Let me give you three characteristics. Some people, when I raise these, say, you know, they can't relate, they don't understand these. Others say I'm describing them. First, a hard time resisting your favorite foods, a lack of control in the face of highly palatable foods. Two, a lack of satiation, a lack of feeling full when eating. Three, a preoccupation with thinking about foods between meals, or sometimes when you're eating something, you're thinking about what you're going to be eating next; even with that food right in front of you, you're thinking about what you're going to be eating next.
Those three characteristics: loss of control, lack of satiation, a preoccupation with thinking about foods.
What we found is about 50 percent of obese individuals, 30 percent of overweight individuals, about 20 percent of healthy weight individuals -- that may not seem like a lot, but when you extrapolate, that's some -- and there's risks of extrapolation -- that's some 70 million Americans have this evidence of conditioned hypereating. It's behavior that is both conditioned and driven.

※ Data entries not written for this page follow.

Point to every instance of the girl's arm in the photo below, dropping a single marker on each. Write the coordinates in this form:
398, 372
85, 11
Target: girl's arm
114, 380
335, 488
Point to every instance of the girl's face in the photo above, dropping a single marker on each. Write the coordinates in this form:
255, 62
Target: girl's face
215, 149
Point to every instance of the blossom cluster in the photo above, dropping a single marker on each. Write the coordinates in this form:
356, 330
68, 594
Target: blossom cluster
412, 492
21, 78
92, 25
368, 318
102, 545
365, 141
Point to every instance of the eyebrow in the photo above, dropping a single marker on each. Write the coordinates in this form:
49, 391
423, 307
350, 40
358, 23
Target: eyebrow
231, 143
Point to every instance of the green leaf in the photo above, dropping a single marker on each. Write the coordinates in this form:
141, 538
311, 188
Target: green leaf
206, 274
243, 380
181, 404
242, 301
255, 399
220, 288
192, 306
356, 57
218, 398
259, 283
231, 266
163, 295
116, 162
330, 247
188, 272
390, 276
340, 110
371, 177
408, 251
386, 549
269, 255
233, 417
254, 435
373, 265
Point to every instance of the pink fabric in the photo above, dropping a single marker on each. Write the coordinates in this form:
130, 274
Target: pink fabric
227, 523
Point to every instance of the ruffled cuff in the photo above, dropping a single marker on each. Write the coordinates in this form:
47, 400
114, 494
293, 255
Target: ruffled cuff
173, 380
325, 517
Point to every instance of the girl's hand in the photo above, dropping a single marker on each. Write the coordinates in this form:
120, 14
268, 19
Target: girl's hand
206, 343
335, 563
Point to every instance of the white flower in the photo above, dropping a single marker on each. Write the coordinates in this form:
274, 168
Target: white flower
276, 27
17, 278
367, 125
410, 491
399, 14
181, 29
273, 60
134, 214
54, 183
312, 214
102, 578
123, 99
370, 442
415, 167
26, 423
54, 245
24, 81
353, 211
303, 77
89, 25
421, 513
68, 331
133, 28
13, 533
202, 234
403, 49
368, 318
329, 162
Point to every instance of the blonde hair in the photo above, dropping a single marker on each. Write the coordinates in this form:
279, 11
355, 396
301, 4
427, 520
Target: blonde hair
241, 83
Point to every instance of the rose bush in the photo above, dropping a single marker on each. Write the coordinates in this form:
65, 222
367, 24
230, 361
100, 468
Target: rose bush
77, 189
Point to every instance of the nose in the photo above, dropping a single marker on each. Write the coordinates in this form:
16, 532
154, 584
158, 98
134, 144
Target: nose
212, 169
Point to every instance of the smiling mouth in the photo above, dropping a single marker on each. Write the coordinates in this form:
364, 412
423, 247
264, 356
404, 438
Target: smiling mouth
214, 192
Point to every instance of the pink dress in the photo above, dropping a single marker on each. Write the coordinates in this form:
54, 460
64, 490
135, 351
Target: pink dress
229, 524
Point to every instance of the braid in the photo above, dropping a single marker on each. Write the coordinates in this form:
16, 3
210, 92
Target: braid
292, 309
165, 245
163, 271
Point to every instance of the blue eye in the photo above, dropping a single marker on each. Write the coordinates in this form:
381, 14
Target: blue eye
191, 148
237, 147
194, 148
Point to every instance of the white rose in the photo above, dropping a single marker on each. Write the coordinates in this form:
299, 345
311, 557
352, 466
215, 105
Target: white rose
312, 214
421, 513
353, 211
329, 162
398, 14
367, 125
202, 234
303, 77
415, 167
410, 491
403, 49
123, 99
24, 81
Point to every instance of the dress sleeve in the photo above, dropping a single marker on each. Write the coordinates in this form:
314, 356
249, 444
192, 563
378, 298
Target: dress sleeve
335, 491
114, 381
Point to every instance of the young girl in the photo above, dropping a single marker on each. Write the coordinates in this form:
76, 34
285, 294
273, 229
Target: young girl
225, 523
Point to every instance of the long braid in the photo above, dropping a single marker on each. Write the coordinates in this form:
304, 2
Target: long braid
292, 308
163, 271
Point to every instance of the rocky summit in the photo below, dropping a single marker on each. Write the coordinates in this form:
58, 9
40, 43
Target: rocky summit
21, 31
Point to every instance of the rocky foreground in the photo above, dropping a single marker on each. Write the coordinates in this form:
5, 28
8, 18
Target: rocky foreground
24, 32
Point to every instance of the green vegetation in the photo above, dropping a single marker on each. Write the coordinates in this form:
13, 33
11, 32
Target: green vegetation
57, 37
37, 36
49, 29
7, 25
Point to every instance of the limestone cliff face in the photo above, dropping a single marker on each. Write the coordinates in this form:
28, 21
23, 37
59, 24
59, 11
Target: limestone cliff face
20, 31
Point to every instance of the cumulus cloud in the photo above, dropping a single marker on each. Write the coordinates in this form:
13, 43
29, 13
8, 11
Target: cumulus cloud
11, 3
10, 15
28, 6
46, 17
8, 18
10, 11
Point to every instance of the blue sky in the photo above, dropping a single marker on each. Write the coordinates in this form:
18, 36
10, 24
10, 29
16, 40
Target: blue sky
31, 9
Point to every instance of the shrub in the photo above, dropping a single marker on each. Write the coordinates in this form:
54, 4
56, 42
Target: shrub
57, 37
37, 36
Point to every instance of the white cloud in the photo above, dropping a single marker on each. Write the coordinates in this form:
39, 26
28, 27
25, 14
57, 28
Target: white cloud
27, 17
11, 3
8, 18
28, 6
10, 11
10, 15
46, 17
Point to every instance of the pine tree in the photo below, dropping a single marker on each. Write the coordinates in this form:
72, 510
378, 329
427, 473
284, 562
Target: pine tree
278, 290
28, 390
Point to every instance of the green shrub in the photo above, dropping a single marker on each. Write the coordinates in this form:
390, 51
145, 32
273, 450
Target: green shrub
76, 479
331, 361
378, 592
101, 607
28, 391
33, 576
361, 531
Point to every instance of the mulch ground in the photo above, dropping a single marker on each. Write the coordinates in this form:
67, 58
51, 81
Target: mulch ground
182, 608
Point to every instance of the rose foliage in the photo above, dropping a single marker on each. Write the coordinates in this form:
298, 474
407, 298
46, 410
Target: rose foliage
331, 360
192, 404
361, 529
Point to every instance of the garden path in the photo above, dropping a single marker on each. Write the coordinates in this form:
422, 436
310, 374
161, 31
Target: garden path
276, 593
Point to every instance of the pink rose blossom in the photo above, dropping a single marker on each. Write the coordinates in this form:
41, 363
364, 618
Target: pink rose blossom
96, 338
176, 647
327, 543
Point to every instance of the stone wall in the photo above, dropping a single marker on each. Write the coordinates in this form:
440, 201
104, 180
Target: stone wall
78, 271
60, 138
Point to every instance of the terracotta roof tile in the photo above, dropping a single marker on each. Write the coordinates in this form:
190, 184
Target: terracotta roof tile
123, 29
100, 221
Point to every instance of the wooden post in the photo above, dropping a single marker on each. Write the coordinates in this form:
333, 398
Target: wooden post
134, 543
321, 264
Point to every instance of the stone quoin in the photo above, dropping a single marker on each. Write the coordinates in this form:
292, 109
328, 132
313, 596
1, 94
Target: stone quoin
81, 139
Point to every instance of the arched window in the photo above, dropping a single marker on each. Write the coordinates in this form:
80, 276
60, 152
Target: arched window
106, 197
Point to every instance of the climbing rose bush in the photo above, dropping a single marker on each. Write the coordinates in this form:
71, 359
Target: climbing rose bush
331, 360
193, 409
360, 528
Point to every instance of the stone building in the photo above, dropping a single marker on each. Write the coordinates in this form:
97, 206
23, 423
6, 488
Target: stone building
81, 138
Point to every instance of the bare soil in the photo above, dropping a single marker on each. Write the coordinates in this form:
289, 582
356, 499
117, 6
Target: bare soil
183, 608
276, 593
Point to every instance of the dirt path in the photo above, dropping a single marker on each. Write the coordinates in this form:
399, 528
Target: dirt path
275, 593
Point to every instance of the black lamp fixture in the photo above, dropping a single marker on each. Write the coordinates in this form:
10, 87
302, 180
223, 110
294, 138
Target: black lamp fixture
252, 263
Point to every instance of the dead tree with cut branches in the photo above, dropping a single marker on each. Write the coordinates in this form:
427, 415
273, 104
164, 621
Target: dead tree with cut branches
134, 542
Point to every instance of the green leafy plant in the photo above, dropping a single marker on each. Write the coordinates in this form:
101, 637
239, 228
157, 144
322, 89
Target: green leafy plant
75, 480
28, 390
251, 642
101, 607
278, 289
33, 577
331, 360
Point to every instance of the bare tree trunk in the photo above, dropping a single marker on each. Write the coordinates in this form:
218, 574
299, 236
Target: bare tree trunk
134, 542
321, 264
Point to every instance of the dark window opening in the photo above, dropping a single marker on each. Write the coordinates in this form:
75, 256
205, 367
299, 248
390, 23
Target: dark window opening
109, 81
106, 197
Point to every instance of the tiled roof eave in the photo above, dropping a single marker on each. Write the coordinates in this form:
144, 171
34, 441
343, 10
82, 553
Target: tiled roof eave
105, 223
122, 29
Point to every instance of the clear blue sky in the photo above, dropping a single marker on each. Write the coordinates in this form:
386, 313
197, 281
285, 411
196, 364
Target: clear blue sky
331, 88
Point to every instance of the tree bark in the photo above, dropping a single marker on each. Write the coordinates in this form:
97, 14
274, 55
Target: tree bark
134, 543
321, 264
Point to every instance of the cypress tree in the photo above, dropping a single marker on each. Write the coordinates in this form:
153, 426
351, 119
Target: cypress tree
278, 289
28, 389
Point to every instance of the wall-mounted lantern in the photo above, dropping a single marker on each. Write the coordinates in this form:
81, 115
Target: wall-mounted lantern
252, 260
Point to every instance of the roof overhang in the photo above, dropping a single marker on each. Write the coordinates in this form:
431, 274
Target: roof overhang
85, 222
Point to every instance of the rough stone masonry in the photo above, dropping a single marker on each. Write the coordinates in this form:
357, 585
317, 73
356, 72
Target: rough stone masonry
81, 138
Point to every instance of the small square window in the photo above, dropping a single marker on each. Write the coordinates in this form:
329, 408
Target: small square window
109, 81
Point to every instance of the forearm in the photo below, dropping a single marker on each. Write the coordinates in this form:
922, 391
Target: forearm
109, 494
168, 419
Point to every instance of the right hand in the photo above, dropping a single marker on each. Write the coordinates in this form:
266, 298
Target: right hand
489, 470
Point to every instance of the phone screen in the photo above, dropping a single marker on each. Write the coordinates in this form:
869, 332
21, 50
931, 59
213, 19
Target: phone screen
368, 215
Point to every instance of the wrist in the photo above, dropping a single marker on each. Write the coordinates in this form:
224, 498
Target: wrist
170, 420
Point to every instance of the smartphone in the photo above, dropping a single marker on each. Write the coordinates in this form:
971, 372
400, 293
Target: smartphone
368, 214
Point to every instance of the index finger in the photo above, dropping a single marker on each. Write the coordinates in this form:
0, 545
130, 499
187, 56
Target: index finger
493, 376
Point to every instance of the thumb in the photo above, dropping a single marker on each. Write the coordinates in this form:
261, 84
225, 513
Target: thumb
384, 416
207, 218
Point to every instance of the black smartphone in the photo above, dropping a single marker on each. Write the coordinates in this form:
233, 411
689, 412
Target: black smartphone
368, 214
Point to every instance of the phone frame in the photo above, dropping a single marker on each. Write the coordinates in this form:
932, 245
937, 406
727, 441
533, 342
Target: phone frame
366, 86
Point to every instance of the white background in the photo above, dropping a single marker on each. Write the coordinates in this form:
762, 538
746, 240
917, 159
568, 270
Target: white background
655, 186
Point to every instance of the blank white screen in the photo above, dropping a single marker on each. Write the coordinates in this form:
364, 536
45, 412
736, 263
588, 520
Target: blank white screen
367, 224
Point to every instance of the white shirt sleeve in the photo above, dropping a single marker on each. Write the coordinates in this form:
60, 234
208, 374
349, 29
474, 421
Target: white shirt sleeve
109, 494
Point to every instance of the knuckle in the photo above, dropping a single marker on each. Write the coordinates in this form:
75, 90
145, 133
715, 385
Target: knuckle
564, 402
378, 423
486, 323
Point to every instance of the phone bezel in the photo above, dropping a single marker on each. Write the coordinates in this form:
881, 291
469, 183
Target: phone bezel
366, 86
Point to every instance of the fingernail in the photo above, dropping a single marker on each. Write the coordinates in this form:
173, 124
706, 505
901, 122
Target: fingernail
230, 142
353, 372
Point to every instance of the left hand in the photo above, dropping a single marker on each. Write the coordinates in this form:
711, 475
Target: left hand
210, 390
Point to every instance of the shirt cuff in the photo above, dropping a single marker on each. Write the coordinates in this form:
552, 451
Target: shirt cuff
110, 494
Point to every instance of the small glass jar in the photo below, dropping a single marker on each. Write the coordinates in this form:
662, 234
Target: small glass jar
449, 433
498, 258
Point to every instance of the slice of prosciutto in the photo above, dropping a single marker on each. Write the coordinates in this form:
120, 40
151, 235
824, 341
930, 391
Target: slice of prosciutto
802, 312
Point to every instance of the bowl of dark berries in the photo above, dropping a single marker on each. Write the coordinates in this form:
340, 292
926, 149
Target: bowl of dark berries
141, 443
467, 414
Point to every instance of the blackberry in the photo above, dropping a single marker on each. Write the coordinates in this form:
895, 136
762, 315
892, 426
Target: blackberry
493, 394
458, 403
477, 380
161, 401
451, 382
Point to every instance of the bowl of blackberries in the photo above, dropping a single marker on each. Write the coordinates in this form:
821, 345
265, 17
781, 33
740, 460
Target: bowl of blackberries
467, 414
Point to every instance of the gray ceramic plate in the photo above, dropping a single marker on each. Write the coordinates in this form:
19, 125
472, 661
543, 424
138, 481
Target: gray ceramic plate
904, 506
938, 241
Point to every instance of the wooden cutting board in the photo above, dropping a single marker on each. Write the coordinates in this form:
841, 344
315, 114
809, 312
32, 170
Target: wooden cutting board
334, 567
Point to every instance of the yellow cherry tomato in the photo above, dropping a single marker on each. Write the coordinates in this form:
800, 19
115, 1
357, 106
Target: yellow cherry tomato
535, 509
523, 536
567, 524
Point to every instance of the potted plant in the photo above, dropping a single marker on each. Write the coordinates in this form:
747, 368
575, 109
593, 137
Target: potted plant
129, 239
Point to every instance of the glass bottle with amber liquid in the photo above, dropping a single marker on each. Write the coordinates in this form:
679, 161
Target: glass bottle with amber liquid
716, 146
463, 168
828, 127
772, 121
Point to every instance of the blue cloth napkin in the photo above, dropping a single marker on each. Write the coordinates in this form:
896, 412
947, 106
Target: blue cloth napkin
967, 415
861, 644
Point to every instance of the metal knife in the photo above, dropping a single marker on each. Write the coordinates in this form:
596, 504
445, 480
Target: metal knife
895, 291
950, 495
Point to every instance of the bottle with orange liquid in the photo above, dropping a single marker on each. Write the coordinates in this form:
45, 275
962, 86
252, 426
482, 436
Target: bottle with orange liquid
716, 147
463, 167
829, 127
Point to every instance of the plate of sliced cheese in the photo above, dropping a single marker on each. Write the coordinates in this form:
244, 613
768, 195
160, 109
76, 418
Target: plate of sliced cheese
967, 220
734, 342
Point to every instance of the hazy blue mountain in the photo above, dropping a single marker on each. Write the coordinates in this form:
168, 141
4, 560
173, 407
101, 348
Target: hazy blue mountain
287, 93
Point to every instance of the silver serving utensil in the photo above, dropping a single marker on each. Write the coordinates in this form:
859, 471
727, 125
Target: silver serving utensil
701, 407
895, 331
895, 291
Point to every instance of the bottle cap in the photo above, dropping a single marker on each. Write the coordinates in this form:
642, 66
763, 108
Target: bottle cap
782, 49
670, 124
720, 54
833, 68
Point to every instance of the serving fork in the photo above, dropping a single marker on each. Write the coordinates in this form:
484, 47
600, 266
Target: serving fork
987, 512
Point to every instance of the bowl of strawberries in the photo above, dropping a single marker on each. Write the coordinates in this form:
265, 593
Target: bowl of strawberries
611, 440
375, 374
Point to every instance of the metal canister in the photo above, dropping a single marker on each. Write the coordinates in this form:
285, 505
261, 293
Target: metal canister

And this is the most interesting part. When we studied -- when we scanned the brains of these individuals who have evidence of these three characteristics, this conditioned hypereating, we see activation of the brain's reward circuits, elevation -- activation -- of the brain's amygdala, both during the anticipation of foods -- even without the foods, just them thinking about the foods or smelling the foods, there's greater activation of those rewards circuits.
And those reward circuits, when they start eating the foods, stay activated and don't shut off. So, for the first time, we have an explanation. We can say to that woman -- we can say to millions of Americans who have a hard time resisting their food in front of them, it's not their fault. There's a biological reason for why it's so hard to resist.
AK:I want to turn to the issue of labeling. Can you talk about how you got the labels, the nutrition labels of the food that the restaurant industry uses? How did you come upon these? Did the food industry just give you the labels?
DK:The label that we worked on back in the 1990s is now on all processed foods on the supermarket. No, the food industry didn't give us that label. We had to fight very hard for that label that's labeled the nutrition facts on all processed foods.
The Washington Post , in fact, did a story, because to research the book I had to recently go Dumpster diving. The reason I had to go Dumpster diving is that label is not on all restaurant foods. In fact, very little of restaurant food has the information today. So we have a lot of information about what's in foods in the supermarket, but very little information in the restaurant area.
Goodman:Here in New York, they passed a law that chains have to say how many calories foods have, a certain size store. How is that -- does that happen in other cities in the United States? And it's not in restaurants, but it's in places like Starbucks.
DK:I was in New York City, and I think that disclosure of calories is very, very important, and it's starting to happen in other cities. And there is legislation that is moving through Congress that would have disclosure of calories on restaurants, certainly the chain restaurants.